Do you know if Azure has a different model for performance counters?

James

Does it show on startup?

Yes, it might have after the job completed. Definitely no biggie then!

I can duplicate on machine hibernate. Will fix that one to start with.

Trying to isolate. It appears just sleep is not enough to make it happen. Rinat I would be interested in your azure case as well as I would not expect those nodes to sleep… Does it happen from startup?

I found some other issues in this code in particular dealing with localization where some counters may be named differently.

I can post my isolated tests if anyone else wants to play with them.

Cheers

Greg

I get this on an Azure node as well. Not from startup, but after a while of running. Restarting the node fixes the error (for a while).

What we see is that the web interface stops producing graphs. Everything else works OK.

I am not able to reproduce on purpose, and I do not see the relationship with any events on the Azure node. At least I am not able to connect the dots :slight_smile:

I can duplicate our node, and give RDP-access to a node where this has happened, if you want to investigate.

I’ll see if I can get it locally reproduced first. My guess is the performance counter somehow “goes bad” over time. The simple solution is to just recreate it which will probably work but want to see if there is some direct causation

I don’t think there is much of Azure specifics in my current setup, since I’m running ES on a VM (not as a Worker). OS is Windows Server 2012 Datacenter x64. Exact error message:

[PID:01480:017 2013.08.09 23:53:51.251 ERROR MonitoringService ] Error while collecting stats

System.InvalidOperationException: The Counter layout for the Category specified is invalid, a counter of the type: AverageCount64, AverageTimer32, CounterMultiTimer, CounterMultiTimerInverse, CounterMultiTimer100Ns, CounterMultiTimer100NsInverse, RawFraction, or SampleFraction has to be immediately followed by any of the base counter types: AverageBase, CounterMultiBase, RawBase or SampleBase.

at System.Diagnostics.CategorySample.GetCounterDefinitionSample(String counter)

at System.Diagnostics.PerformanceCounter.NextSample()

at System.Diagnostics.PerformanceCounter.NextValue()

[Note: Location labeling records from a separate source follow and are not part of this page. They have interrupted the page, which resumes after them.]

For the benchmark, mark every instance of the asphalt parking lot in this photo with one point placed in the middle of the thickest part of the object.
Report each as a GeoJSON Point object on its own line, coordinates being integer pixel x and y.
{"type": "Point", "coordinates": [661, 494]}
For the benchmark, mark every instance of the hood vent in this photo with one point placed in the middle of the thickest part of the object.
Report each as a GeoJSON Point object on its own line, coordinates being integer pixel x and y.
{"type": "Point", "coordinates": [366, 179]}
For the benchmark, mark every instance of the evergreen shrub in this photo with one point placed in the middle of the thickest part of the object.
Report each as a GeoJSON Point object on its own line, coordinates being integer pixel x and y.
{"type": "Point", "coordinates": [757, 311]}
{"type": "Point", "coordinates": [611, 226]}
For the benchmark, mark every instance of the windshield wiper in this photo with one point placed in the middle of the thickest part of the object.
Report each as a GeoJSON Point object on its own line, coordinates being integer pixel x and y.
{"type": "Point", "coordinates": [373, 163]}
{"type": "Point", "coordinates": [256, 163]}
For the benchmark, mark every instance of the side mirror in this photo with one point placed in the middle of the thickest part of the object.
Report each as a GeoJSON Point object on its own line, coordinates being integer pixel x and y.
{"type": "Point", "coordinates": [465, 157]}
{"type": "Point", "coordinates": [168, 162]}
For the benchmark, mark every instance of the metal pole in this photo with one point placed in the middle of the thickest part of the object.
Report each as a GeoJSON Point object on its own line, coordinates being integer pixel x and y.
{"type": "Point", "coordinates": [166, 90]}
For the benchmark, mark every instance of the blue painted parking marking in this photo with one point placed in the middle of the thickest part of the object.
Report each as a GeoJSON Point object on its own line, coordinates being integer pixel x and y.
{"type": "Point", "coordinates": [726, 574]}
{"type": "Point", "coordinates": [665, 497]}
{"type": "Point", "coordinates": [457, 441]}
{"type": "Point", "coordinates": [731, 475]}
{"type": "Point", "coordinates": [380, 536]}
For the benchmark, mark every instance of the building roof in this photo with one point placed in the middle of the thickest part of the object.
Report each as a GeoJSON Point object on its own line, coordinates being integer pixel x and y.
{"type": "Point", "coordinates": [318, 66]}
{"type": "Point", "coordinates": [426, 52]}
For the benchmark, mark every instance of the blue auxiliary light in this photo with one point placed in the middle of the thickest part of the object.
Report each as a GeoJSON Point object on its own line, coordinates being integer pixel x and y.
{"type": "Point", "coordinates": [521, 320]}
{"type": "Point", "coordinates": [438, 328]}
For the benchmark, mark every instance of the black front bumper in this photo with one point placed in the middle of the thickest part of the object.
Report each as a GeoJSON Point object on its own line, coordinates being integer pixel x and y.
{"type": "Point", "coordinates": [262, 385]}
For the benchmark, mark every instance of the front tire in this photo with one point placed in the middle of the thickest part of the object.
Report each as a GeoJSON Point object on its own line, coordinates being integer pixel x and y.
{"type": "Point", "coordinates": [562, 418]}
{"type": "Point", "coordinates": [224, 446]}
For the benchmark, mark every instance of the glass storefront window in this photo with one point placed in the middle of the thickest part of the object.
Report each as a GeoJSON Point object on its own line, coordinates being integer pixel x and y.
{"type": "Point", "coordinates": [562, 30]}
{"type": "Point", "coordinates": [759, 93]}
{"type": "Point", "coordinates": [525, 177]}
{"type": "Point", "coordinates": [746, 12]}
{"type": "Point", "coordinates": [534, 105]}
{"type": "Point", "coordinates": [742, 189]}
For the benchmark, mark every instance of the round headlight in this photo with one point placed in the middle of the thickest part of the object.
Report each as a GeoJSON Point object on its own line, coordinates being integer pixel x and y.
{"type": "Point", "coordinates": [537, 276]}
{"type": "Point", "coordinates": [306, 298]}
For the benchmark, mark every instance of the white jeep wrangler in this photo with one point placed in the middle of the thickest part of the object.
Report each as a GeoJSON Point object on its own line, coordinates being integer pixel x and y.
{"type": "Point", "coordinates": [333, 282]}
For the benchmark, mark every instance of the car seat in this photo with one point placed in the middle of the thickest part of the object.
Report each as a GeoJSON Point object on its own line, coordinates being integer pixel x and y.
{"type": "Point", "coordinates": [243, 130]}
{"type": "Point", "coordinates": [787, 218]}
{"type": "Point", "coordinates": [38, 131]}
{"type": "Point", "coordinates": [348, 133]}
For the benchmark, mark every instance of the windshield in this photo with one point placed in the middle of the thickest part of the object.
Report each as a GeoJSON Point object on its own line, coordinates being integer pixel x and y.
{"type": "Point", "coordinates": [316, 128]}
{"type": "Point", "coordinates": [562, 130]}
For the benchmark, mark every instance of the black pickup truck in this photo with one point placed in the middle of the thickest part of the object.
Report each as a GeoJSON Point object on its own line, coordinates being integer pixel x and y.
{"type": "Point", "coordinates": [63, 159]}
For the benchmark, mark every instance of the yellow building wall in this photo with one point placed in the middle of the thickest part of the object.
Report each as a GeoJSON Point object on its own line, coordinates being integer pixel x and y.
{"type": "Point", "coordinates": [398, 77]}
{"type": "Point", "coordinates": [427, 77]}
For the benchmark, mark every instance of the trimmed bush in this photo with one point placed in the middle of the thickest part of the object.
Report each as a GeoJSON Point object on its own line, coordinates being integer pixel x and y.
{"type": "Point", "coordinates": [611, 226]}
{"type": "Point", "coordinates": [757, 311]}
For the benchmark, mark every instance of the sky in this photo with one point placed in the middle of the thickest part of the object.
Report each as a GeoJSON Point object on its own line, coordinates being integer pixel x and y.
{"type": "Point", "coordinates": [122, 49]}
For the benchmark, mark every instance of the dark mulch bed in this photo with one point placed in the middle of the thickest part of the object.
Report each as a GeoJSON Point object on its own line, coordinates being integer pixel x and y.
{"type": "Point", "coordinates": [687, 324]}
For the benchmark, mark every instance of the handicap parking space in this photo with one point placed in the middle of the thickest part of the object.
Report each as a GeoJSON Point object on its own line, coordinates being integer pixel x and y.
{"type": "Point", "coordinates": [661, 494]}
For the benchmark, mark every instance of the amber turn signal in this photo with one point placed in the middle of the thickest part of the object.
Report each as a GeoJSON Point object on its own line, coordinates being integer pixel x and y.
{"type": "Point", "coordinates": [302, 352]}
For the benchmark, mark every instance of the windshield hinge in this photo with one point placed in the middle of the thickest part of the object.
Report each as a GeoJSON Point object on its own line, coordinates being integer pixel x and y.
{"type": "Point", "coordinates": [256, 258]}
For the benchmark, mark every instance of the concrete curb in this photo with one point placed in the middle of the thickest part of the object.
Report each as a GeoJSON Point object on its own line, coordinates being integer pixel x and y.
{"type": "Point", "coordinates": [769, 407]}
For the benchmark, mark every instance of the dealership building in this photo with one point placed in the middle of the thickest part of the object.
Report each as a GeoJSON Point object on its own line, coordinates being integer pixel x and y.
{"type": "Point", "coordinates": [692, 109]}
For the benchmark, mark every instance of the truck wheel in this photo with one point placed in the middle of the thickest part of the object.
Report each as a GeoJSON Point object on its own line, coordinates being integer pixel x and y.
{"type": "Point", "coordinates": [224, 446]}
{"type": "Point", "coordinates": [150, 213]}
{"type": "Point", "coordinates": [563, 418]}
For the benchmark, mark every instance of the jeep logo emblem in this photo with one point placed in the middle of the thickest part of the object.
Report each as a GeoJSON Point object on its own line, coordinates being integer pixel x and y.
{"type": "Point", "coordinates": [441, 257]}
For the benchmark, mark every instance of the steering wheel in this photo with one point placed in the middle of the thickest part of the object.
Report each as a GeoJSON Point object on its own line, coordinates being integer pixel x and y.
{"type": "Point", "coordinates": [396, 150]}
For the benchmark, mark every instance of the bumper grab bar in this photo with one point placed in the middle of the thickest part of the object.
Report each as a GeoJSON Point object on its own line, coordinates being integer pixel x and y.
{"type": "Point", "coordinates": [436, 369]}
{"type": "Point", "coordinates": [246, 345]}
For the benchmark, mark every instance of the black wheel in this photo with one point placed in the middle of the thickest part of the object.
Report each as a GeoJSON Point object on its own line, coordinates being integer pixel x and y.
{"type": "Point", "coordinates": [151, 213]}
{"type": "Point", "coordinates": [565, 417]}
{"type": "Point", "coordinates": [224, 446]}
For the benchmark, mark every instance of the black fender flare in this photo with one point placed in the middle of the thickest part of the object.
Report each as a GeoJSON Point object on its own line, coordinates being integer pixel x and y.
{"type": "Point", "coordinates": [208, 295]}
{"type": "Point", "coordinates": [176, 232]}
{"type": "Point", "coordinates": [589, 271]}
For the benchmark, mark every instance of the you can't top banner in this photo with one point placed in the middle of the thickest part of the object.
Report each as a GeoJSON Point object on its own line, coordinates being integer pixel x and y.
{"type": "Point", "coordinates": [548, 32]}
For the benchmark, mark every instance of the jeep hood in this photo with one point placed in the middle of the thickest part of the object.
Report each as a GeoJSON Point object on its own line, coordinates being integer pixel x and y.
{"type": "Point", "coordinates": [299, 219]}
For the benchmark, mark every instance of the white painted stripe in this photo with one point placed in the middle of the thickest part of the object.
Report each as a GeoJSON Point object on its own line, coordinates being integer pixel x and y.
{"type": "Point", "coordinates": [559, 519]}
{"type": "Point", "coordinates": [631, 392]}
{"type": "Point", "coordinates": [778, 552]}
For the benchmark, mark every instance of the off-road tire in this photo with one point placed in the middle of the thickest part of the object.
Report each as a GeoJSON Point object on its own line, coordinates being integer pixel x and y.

at EventStore.Core.Services.Monitoring.SystemStatsHelper.GetSystemStats() in c:\BuildAgent1\work\oss\windows\releasebuilds\src\EventStore\EventStore.Core\Services\Monitoring\SystemStatsHelper.cs:line 73

at EventStore.Core.Services.Monitoring.MonitoringService.CollectStats() in c:\BuildAgent1\work\oss\windows\releasebuilds\src\EventStore\EventStore.Core\Services\Monitoring\MonitoringService.cs:line 153

Best,

Rinat

Does it happen on start up or after some period of time?

Hard to tell, I don’t check error logs of ES that often, since it just works.

Will pay more attention on the next ES restart.

Best,

Rinat

Ok.

I think this issue is resolved in dev btw.

Do you have any plans for binary releases soon?

There will be multiple before sept 17. Will open a chat internally and get back to you on next.

This will be released to binaries this week along with some other changes including a 40-60% perf increase on writes (+ 50% reduction in latency) and internal ldap support on clustered version.

Greg

Nice. Latency reduction == good (esp. on Azure). Did you merge prepares with commit in one step?

Best,

Rinat

Yep

Looking forward to benchmark this one.